Zum Tag der Deutschen Einheit Einheit und Spaltung
Die Versuchung ist groß, auf eine Deutschlandkarte abzuheben, die gerade durch die Sozialen Netzwerke rast. Sie bildet einen Trend des Meinungsforschungsinstituts Insa ab, der markant ist und ungefähr so aussieht: Städte und Landkreise im Westen der Republik sind nahezu vollständig in Schwarz und Rot gefärbt, der Osten annähernd komplett in Blau.
Die Aussage zur Wahlabsicht bei den Erststimmen ist klar: CDU und SPD dominieren im Westen, die AfD im Osten. Dazwischen verläuft eine alte Grenze, die es seit 33 Jahren nicht mehr gibt. Die nach all den Komplikationen der deutschen Einheit langsam, aber im Ergebnis doch immer mehr zu zerbröckeln schien. Und die durch massenhafte Protestwahl größerer Teile der Bevölkerung und auch zunehmende politische Radikalisierung jetzt zu einer wenn nicht neuen, so doch wiederbelebten Grenze in den Köpfen vieler Menschen wird. Das Verständnis zwischen Ost und West füreinander – so die Diagnose zum Tag der Deutschen Einheit – zerbricht weniger an den alten Debatten wie „ungleicher Lohn in Ost und West“ und „alle Ost-Führungskräfte kommen aus dem Westen“. Auch weniger an persönlichen Brüchen in Biografien oder doch nicht aufgeblühten Landschaften, sondern daran, wie intensiv sich die Haltungen zu den großen Themen und Krisen der vergangenen Jahre clusterhaft einseitig verfestigt haben. Das ist tragisch.

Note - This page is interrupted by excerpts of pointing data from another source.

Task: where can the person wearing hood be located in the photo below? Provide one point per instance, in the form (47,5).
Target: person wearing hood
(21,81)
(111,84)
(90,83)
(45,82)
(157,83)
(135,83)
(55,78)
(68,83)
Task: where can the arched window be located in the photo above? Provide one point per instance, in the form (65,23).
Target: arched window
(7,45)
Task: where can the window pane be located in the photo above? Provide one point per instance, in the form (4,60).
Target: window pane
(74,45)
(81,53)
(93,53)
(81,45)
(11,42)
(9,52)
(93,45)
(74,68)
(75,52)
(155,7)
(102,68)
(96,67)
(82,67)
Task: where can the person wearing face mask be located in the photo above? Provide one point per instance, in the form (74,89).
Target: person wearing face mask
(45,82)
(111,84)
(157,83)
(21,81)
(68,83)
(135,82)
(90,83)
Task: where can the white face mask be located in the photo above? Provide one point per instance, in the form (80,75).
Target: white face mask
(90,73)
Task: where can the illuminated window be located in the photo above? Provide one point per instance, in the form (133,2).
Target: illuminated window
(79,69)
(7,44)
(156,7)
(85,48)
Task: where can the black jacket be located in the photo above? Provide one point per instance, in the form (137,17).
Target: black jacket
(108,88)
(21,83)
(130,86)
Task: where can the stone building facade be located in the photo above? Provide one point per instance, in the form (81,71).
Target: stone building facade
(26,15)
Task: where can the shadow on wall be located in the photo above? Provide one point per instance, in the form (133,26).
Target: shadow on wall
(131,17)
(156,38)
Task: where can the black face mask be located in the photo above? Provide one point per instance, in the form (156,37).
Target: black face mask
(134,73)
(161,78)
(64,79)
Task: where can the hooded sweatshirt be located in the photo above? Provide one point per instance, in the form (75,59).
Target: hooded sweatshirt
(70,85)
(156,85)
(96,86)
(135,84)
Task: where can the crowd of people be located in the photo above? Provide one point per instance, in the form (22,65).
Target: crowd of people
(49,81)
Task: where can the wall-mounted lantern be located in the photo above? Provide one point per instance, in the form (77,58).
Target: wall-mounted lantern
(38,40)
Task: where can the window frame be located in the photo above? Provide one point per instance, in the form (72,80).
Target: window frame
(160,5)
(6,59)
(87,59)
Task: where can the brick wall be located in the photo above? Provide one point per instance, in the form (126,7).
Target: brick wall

Es ist beileibe nicht so, dass die AfD als rechte Partei nicht auch im Westen Zuwächse erleben würde. Der Osten aber droht im Angesicht einer noch größeren Demokratiekrise durch das Wahlverhalten zahlreicher Betonköpfe sich selbst nicht mehr gerecht zu werden. Die Grenze, dem eigenen Ärger etwas Spürbares folgen zu lassen, ist dort ungleich höher. Und es ist gefährlich. Jüngste Beispiele gibt es genug. Und die drei Landtagswahlen 2024 in Sachsen, Thüringen (beide 1. September) und Brandenburg (22. September) stehen wie eine nationale Bedrohung dem Erleben dieses heutigen Feiertags gegenüber. Ein Feiertag, der Einheit verspricht. Und doch eine neue Spaltung erlebt.